Delcam for SolidWorks Used to Make Powerboat Engine in Five Weeks
Delcam for SolidWorks, Delcam's integrated CAM system for SolidWorks, has helped Stamps Engineering Services to program and machine hundreds of components for a 12-rotor Wankel engine in just five weeks. The new engine will provide around 3,000 horsepower to power offshore powerboat racing catamarans at speeds above 200 mph.
"The large number of parts and their geometric complexity created a very difficult CNC programming challenge," Mr. Stamps claimed. "Our original approach was to hire a contract machining firm but we talked to several companies and they told us the job was too difficult for them. Using conventional CNC programming software, it would not have been possible for an organisation of our size and resources to build a prototype of this complexity. However, by using the feature recognition and toolpath algorithms of Delcam for SolidWorks, we were able to write programs for, and build, the hundreds of machined components of the motor in only five weeks."

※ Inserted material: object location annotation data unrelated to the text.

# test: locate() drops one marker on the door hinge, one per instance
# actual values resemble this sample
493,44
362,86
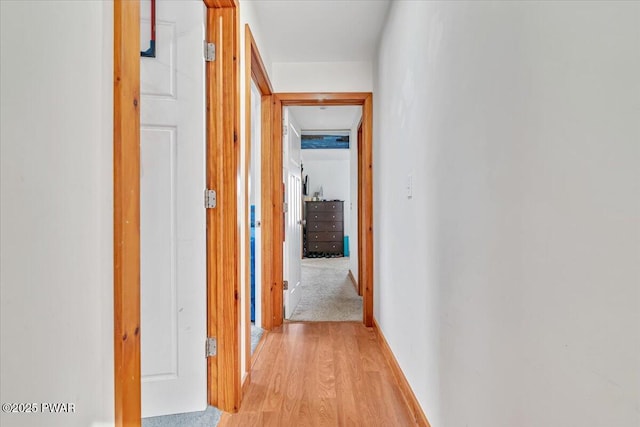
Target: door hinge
211,347
210,201
209,51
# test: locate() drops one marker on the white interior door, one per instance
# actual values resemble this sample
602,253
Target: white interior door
256,194
172,215
293,216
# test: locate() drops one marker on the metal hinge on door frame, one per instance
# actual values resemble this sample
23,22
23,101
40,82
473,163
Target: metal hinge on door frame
210,200
209,51
211,347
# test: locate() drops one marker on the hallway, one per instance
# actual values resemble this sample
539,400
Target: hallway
321,374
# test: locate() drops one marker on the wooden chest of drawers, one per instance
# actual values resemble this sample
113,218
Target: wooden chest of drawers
324,230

Stamps' client's team is looking to overthrow the dominance of the turbine engine in offshore powerboat racing by harnessing the known advantages of the Wankel engine. "Clearly a prototype was needed to prove out this new concept," Mr. Stamps said.
An opportunity arose to obtain time on a Haas VF4 four-axis machining centre. The challenge then boiled down to producing the CNC programs for all of the motor parts. "The motor presented an enormous programming challenge," Mr. Stamps remembered. "There was a large amount of very complex geometry that needed to be brought over from SolidWorks to the CNC programming environment. A huge number of features had to be converted into toolpaths. Yet we also needed the ability to create our own geometry in areas where the model did not provide the right definition. Delcam for SolidWorks was the only tool that met all these requirements."
Mr. Stamps used the system's automatic feature recognition to generate toolpaths for most of the parts. On more complex parts, he used interactive feature recognition, which works by selecting a feature and directing the software to recognise it. The advantage of this approach is that Mr. Stamps could watch the feature being generated and make adjustments as necessary. In the most difficult cases, he added in manually the geometry needed to make the part correctly. After completing the program for each part, the software's integrated simulation module was used to check the toolpath and dimensions of the finished part.
"I was able to completely program and build each part of the motor in the five weeks that we had allotted in our schedule," Mr. Stamps concluded. "Delcam for SolidWorks was instrumental not only in getting this job done fast but in getting it done at all. I don't think we could have done it with any other CNC software that I am familiar with. Delcam for SolidWorks provided every capability that we needed to handle the toughest programming tasks."